Posted by Neither Castings Or Photographs on July 3, 2012 at 10:49 AM
47
Guys, everyone have a look at @43. An anonymous poster has commented on personal experiences with multiple penises.

Greeks deliberately used understated genitals for cultural reasons. Oversized genitalia were associated with barbarians. If you look at the subject matter, Greeks sculpted Greeks with modest wangs but they sculpted non-Greeks without. (M's David was a Jew sculpted by an Italian.)

@44 The ScienceDaily article is about mammals in general choosing by scent. Among land-dwelling mammals, humans have unusually poor noses. The other one I will have to find time to read.
Posted by DRF on July 3, 2012 at 10:56 AM
48
In my opinion, Jesse Bering is far more of an evo-psych hack than a genius. His articles at Slate made me want to throw things until I decided to stop reading them.

And I agree with the skepticism here. So there's a ridge around the head of the penis. Why would that displace the already-present sperm in one direction (out) but not the other (in, which presumably comes first)? I just don't get it.
Posted by rolando74 on July 3, 2012 at 2:18 PM
49
@48 is right. I'd buy this if someone did a study showing that penises routinely remove previous sperm (or simulated sperm) from the vaginal canal, though. It wouldn't be the first time that volunteers have stepped up and gotten down for science.
Posted by DRF on July 3, 2012 at 8:10 PM
shurenka 50
Evolutionary psychology is all bullshit.

There is no proof the glans actually can remove semen and given the fact that usually the glans stays inside the vaginal canal throughout the entire act of coitus (at least, I've never heard of guys completely pulling out after thrusting), it seems unlikely there would be enough (or any) significant evolutionary advantage to this purpose of the glans.

At best, I think it might have limited utility, if the woman had JUST had sex with another guy, perhaps.

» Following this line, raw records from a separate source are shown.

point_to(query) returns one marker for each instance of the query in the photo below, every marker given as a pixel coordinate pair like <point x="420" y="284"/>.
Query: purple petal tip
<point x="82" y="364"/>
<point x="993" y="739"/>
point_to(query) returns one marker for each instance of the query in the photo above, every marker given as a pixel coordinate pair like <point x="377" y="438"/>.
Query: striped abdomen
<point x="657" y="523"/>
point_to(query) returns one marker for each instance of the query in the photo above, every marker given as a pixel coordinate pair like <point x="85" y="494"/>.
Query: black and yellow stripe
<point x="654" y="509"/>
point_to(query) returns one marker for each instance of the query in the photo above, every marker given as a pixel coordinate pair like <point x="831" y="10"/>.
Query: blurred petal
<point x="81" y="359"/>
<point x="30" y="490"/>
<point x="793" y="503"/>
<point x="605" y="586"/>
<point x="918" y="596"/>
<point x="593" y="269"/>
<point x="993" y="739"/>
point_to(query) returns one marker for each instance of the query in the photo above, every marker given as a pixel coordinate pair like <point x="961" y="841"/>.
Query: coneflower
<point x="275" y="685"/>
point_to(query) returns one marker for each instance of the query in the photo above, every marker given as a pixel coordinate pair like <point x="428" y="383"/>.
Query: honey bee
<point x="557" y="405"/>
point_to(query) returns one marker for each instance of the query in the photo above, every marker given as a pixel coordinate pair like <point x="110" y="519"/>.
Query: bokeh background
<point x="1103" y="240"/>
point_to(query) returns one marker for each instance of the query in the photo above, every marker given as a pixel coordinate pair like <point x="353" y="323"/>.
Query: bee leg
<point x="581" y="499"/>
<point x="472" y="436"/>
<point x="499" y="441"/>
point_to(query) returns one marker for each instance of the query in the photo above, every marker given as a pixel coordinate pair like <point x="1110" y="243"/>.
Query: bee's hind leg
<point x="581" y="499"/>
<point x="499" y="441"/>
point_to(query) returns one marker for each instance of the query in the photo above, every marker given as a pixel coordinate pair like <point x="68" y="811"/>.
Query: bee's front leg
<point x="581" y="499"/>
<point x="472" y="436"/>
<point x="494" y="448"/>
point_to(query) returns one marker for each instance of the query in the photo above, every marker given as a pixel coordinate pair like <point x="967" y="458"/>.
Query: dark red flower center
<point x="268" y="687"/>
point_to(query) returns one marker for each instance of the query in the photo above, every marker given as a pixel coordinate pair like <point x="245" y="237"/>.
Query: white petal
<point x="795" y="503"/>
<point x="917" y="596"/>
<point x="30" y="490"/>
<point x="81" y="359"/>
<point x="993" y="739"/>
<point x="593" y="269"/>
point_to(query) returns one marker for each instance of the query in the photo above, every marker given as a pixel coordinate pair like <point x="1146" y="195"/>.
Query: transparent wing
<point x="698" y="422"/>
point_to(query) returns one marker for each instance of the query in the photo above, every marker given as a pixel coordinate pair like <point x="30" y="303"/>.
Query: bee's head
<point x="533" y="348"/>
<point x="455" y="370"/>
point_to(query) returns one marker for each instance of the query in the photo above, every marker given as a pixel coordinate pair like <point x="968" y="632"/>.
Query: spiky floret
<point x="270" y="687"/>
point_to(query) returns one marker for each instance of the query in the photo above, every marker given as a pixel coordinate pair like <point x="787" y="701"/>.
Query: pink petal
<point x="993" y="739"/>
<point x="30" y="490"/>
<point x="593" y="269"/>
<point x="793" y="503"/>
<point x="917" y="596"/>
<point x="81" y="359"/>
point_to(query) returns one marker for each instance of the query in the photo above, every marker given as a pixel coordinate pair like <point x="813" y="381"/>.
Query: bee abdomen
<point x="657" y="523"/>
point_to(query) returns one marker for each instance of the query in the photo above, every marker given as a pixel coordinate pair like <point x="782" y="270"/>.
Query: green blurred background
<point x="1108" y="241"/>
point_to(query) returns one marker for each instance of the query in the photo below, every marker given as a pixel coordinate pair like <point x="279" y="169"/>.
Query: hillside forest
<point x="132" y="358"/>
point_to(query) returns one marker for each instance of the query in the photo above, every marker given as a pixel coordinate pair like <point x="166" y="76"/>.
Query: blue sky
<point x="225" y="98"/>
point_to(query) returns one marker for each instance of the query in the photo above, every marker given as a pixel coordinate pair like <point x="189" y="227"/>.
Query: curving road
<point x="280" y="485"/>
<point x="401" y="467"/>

But since humans don't have overt ovulation (and therefore, females don't need to have a ton of sex in a short amount of time to get pregnant), I still have to call BS on this.
Posted by shurenka on July 4, 2012 at 6:14 PM
Puty 51
Thanks for that, OuterCow. I was trying to remember why Bering's name sounded so familiar. It was because I read the Salon thing after seeing the link on P.Z. Myers' blog Pharyngula.